Kitabı oku: «The Ocean Wireless Boys on the Atlantic», sayfa 9
CHAPTER XXXIII
THE COLLISION
At the same instant a voice boomed out from the fore-peak:
“Something dead ahead, sir!”
And then the next moment a heart-chilling hail from the crow’s nest:
“Ice ahead! A big berg right under our bow!”
Jack leaped from his instruments, a nameless dread clutching at his heart. There had been no impact as yet, but he did not know at what instant there might come a crashing blow that would tear the stout steel plates of the tanker open as if they had been so much cardboard.

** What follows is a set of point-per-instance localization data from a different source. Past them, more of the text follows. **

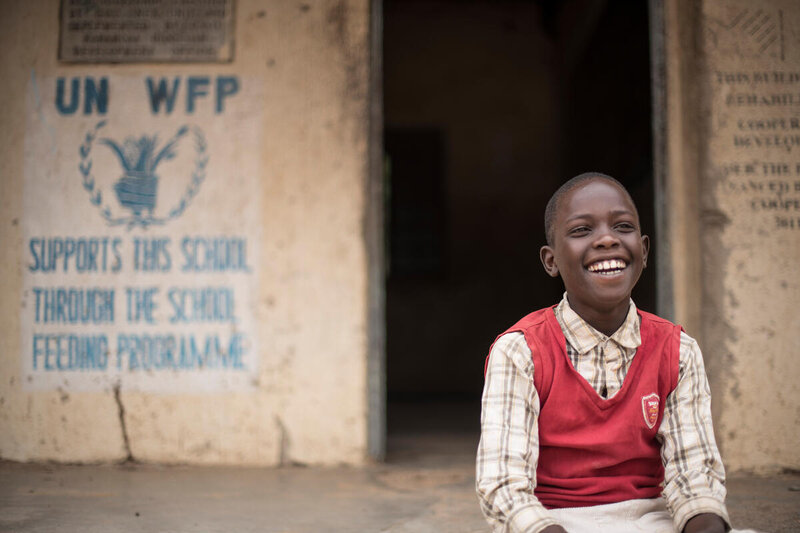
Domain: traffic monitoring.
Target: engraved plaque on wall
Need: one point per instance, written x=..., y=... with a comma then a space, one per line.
x=136, y=31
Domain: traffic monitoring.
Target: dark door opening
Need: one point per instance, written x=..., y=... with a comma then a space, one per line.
x=489, y=106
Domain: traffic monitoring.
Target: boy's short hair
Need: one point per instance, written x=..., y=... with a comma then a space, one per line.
x=553, y=204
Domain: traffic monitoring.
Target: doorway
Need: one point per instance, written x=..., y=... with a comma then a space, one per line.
x=488, y=107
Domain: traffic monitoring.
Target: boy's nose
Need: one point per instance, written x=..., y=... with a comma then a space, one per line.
x=606, y=239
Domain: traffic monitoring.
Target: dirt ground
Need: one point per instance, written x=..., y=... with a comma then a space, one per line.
x=425, y=486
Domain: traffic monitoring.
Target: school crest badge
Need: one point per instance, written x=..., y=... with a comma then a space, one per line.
x=650, y=409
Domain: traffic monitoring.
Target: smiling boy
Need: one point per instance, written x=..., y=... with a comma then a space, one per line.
x=596, y=415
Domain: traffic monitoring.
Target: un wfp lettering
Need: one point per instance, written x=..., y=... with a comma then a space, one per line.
x=162, y=93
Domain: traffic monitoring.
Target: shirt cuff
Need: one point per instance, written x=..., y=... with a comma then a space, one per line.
x=700, y=505
x=530, y=519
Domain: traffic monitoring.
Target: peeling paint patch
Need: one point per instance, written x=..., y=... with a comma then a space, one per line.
x=283, y=442
x=121, y=412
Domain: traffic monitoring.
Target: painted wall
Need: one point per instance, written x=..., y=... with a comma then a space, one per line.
x=213, y=307
x=734, y=182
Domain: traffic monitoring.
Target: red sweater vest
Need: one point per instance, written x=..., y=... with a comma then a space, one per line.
x=594, y=451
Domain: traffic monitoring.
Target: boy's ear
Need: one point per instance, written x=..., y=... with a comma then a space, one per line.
x=645, y=249
x=548, y=261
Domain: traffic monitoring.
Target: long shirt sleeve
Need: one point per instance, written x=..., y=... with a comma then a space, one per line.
x=509, y=445
x=694, y=477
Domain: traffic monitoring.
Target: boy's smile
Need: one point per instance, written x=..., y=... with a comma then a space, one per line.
x=598, y=250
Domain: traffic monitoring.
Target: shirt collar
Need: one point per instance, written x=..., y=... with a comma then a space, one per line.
x=583, y=337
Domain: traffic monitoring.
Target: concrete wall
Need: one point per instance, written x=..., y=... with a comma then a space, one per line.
x=288, y=170
x=733, y=214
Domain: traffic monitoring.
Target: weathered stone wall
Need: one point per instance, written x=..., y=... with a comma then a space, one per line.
x=286, y=174
x=734, y=214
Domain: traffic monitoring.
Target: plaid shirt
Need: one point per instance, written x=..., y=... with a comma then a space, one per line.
x=508, y=452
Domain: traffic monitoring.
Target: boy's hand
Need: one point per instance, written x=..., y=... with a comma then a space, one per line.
x=704, y=523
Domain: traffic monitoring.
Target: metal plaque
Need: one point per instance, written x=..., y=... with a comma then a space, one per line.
x=146, y=31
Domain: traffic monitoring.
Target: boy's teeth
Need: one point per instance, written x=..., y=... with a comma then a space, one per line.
x=603, y=266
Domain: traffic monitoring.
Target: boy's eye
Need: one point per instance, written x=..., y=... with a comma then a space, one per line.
x=580, y=230
x=626, y=226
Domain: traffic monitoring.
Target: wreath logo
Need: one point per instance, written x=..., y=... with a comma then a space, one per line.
x=137, y=189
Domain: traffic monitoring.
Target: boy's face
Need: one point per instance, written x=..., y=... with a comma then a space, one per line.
x=597, y=249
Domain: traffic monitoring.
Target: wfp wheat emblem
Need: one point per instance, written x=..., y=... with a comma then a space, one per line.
x=142, y=181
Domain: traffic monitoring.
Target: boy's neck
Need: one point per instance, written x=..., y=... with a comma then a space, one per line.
x=606, y=321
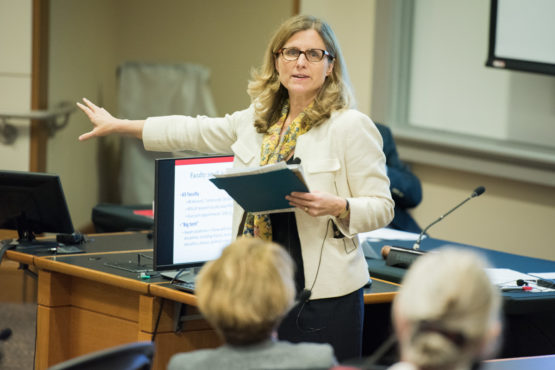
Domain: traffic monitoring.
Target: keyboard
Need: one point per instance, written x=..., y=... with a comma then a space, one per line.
x=186, y=286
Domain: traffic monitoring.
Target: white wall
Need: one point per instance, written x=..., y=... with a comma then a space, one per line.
x=15, y=78
x=90, y=38
x=512, y=216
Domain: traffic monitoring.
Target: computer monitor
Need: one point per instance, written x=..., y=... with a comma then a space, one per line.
x=192, y=217
x=33, y=203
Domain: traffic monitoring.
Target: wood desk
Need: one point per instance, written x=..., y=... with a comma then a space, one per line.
x=85, y=305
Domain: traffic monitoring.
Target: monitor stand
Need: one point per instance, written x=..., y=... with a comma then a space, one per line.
x=132, y=266
x=28, y=243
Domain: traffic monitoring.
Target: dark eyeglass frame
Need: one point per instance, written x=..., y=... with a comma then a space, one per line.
x=325, y=53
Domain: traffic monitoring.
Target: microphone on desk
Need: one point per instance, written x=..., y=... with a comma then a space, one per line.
x=477, y=192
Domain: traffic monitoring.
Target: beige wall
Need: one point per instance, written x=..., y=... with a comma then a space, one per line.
x=15, y=78
x=90, y=38
x=512, y=216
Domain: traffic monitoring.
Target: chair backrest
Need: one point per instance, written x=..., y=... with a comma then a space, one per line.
x=131, y=356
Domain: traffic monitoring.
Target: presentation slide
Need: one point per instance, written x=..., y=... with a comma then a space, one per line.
x=202, y=212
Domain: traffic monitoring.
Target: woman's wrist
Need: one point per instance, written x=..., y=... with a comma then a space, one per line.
x=345, y=211
x=132, y=128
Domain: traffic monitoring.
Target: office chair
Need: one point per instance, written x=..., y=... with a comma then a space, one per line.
x=131, y=356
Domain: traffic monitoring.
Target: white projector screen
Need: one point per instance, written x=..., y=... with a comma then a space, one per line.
x=522, y=35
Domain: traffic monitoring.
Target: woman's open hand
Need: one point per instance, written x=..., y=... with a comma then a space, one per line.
x=104, y=123
x=317, y=203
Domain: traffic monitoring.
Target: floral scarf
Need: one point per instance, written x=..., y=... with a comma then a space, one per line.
x=275, y=150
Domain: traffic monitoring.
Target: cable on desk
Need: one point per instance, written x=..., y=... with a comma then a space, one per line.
x=158, y=320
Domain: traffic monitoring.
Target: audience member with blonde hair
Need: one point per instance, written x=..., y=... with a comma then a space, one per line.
x=244, y=295
x=447, y=312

For a moment wild panic had him in its cold grasp. Then, heartily ashamed of the cold sweat that had broken out on him and the wild impulse he had had to cry out, he clenched his hands and regained control of himself.
The whole fabric of the ship quivered as the mighty engines flew round in the opposite direction to that in which they had been rotating. At the instant Captain Braceworth’s order had been given it had been obeyed.
For a breath there was killing suspense; and then suddenly there came the shock of an impact. It was not a violent one, but just a grating, jarring shock.
“Great Scott! We’ve struck!” exclaimed Jack, as the next instant there came a second and more violent contact.
He was thrown bodily from his feet. Forward there came a babel of cries.
The ship listed heavily to port and then slowly, like a wounded creature, she righted. Then came a sound of thunder as the masses of ice, dislodged from the berg by the collision, toppled and slid from her fore-decks.
Jack knew that what the skipper had dreaded had come to pass. In spite of ceaseless, sleepless vigilance and the exercise of every caution a man could use, the Ajax had rammed an iceberg.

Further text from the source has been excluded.